Minimizing Risk in the Renewable Energy Market

rv covered with solar panels photo.jpg
Photo: Butch Martin/Getty Images

There's little doubt that the basic fundamentals of supply and demand will dictate the long-term success of the renewable energy market.

As energy demand increases, and fossil fuel supplies decrease, it will be renewables that fill the void. And no amount of doublespeak, misinformation or market manipulation can change that.

However, this doesn't mean that the renewable energy industry is immune to market volatility. We're now seeing proof of that as eight years of failed economic policies and irresponsible borrowing and lending practices have wreaked havoc on Wall Street. Though it's ultimately the individual investor that gets hit the hardest. And that's unfortunate. Especially for renewable energy investors who are trying to invest responsibly. Because during this time of economic uncertainty, we're seeing a lot of quality renewable energy stocks struggle against the backdrop of an economic downturn.Of course, it won't last forever. But in the meantime, how can investors remain loyal to the renewable energy market without taking on a boatload of risk?

One way we suggest is through green income funds

A Safer Shade of Green
Income funds are basically mutual funds that provide income through dividend payments. They tend to be very conservative investments, and often work quite well for those looking for a steady flow of cash, but without taking on too much risk.

And yes, there are some income funds that definitely lean to the green side. Though please note that I write "lean to the green side" because some of the holdings in these income funds cannot be considered 100 percent sustainable. But if this issue doesn't concern you (i.e.- you'd still consider an income fund that maintains a larger percentage of renewables, as opposed to one heavily weighted in fossil fuels), then you may want to take a look at Algonquin Power (TSX:APF-UN) and Innergex Power (TSX:IEF-UN).

Algonquin Power maintains a portfolio that includes:

• 47 hydroelectric facilities
• 5 natural gas-fired cogeneration facilities
• 1 wind energy facility
• 7 alternative fuels facilities
• 17 waste-water facilities

In 2007, Algonquin's annual distribution was $0.9192 per unit.
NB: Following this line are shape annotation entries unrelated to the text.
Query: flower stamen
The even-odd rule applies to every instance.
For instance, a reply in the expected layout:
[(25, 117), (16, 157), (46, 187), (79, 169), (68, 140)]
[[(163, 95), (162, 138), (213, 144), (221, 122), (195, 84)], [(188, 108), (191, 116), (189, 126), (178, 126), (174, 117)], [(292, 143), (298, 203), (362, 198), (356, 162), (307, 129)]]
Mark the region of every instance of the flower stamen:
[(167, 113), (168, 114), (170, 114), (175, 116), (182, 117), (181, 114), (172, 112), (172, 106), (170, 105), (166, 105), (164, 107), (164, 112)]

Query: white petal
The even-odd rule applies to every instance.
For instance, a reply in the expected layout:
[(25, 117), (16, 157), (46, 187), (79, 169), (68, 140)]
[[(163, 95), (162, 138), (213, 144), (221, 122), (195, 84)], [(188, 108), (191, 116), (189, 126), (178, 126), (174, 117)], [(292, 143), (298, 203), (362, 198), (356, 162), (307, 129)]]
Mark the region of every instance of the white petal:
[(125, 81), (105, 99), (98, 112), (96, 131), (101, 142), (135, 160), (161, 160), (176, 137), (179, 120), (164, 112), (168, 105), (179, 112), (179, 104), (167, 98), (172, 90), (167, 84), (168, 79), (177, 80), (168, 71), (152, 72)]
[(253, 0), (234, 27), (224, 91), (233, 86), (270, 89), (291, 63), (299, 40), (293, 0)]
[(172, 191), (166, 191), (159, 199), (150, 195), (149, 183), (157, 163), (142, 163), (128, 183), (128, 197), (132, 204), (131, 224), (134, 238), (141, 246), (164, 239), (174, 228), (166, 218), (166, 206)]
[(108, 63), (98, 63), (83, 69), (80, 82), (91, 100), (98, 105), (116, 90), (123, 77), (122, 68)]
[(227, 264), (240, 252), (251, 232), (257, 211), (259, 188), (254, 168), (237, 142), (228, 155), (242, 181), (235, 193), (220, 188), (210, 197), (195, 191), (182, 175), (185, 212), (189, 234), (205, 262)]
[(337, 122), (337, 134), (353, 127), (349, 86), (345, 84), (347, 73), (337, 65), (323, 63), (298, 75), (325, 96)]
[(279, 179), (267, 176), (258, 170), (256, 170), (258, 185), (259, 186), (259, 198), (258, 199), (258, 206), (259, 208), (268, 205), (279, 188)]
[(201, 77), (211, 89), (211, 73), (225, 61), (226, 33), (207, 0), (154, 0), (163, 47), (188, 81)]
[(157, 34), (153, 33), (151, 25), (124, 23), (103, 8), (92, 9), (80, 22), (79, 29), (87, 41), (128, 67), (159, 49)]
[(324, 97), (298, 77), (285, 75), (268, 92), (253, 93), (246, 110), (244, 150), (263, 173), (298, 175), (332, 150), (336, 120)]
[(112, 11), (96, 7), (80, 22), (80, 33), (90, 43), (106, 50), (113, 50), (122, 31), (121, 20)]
Innergex Power has a portfolio that includes:

• 10 hydroelectric facilities
• 2 wind farms

In 2007, Innergex's distribution was $0.9648 per unit.

A Bit of Stability
At a time when no one can be certain as to how long this market volatility will last, green income funds can definitely provide investors with a bit of stability.

Of course, the safest way to avoid market volatility is to stay out of the market altogether. But eventually, hostile market conditions will subside. And when they do, the renewable energy sector will certainly shine.

Because as the oil, coal, natural gas and uranium continue to disappear at an alarming rate, the world will be forced to turn to the only real solution. And that's renewable energy.

To a new way of life, and a new generation of wealth

Note: TreeHugger does not endorse any business in this post and is not in the business of providing financial advice. Any potential investor acting on any advice provided in this post does so at their own risk. TreeHugger advises potential investors reading this post to always seek financial advice from a financial advisor before investing. No information provided in this post should be considered an inducement to invest.